Input validation error in Citect Anywhere - CVE-2017-7970
Published: September 26, 2017 / Updated: August 8, 2020
Vulnerability identifier: #VU38197
CSH Severity: Medium
CVSS v4.0: CVSS:4.0/AV:A/AC:L/AT:N/PR:N/UI:N/VC:H/VI:N/VA:N/SC:N/SI:N/SA:N/E:U/U:Green
CVE-ID: CVE-2017-7970
CWE-ID: CWE-20
Exploitation vector: Adjecent network
Exploit availability:
No public exploit available
Vendor: Schneider Electric
Affected software:
Citect Anywhere
Citect Anywhere
Detailed vulnerability description
The vulnerability allows a remote non-authenticated attacker to gain access to sensitive information.

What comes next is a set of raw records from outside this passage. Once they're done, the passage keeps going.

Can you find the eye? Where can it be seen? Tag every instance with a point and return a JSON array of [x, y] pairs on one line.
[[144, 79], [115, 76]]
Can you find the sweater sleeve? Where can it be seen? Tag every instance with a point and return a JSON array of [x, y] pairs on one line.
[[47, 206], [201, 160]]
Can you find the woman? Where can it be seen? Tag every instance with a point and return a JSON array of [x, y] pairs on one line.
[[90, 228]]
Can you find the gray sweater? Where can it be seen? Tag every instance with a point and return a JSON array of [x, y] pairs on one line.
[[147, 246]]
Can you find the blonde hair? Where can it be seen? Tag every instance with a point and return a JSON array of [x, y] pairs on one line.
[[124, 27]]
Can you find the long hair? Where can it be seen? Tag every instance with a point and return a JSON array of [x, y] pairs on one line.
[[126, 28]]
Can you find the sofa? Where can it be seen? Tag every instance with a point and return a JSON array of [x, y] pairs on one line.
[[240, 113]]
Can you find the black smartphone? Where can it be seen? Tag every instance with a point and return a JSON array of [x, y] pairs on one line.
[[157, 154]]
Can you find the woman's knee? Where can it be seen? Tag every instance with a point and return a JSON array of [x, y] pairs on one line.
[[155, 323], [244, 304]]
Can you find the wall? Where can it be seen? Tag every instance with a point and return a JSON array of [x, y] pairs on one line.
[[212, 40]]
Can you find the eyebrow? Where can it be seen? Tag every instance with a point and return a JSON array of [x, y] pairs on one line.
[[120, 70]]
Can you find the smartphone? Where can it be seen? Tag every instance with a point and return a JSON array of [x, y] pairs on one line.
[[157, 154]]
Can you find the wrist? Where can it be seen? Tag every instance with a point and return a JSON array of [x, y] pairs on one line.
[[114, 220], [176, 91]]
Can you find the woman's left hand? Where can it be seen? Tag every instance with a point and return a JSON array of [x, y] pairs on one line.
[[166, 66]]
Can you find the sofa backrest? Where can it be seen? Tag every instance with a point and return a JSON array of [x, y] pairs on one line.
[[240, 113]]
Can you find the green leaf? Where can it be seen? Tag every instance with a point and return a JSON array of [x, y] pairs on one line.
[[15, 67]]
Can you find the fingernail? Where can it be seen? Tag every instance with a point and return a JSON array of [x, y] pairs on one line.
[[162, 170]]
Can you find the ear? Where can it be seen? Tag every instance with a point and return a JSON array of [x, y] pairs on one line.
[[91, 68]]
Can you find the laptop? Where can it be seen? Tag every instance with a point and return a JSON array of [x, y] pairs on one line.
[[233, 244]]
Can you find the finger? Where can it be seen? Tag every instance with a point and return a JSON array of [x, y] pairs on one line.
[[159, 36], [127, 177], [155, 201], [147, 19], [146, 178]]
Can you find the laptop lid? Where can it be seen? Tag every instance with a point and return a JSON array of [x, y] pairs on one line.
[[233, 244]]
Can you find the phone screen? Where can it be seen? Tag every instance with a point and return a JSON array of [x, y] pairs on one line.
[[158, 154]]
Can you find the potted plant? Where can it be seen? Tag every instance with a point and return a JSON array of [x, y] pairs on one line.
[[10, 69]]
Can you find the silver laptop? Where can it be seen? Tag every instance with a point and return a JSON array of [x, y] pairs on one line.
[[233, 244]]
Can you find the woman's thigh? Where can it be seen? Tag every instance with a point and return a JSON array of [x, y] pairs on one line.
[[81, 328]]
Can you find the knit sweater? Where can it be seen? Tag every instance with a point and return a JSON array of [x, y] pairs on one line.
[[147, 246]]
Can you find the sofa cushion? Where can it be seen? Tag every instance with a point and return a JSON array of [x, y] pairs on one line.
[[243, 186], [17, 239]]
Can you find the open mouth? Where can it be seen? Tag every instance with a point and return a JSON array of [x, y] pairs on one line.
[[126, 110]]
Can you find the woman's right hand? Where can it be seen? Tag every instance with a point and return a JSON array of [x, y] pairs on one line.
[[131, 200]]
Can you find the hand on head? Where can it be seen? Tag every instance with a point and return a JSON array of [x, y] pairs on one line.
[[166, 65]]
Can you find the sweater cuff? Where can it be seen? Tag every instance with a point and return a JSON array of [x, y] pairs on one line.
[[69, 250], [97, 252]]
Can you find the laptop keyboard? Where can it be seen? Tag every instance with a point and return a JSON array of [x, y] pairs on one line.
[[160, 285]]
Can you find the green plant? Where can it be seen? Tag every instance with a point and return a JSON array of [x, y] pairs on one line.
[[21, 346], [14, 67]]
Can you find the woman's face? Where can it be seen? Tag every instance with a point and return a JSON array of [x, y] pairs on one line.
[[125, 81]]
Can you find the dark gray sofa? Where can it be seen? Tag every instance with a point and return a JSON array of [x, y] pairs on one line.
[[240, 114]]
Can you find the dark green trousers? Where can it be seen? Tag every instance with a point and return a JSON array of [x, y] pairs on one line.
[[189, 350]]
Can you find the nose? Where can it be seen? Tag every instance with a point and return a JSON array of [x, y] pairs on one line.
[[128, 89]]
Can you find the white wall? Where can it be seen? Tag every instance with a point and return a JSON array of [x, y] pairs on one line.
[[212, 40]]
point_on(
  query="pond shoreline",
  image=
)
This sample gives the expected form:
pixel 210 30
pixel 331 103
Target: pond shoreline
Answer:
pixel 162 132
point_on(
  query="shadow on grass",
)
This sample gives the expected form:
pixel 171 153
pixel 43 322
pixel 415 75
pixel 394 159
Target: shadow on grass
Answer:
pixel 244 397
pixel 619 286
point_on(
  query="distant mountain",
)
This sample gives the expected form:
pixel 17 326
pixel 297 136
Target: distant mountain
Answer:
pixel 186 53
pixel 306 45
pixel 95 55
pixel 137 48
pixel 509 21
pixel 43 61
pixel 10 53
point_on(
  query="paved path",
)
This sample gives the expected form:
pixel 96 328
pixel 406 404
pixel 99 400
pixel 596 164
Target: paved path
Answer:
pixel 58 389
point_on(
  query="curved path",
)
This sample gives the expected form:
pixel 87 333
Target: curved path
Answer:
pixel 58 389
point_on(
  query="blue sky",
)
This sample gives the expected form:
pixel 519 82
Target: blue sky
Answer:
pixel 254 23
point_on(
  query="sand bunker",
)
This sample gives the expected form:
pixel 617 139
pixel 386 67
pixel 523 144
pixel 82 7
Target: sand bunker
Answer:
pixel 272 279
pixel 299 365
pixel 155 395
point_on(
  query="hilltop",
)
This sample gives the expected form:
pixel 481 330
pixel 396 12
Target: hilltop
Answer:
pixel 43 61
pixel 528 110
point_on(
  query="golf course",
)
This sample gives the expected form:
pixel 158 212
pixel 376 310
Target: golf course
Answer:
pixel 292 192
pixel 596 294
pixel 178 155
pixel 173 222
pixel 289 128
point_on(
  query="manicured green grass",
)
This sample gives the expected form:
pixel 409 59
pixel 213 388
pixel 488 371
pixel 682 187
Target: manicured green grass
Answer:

A vulnerability exists in Schneider Electric's PowerSCADA Anywhere v1.0 redistributed with PowerSCADA Expert v8.1 and PowerSCADA Expert v8.2 and Citect Anywhere version 1.0 that allows the ability to specify Arbitrary Server Target Nodes in connection requests to the Secure Gateway and Server components.
How to mitigate CVE-2017-7970
Install update from vendor's website.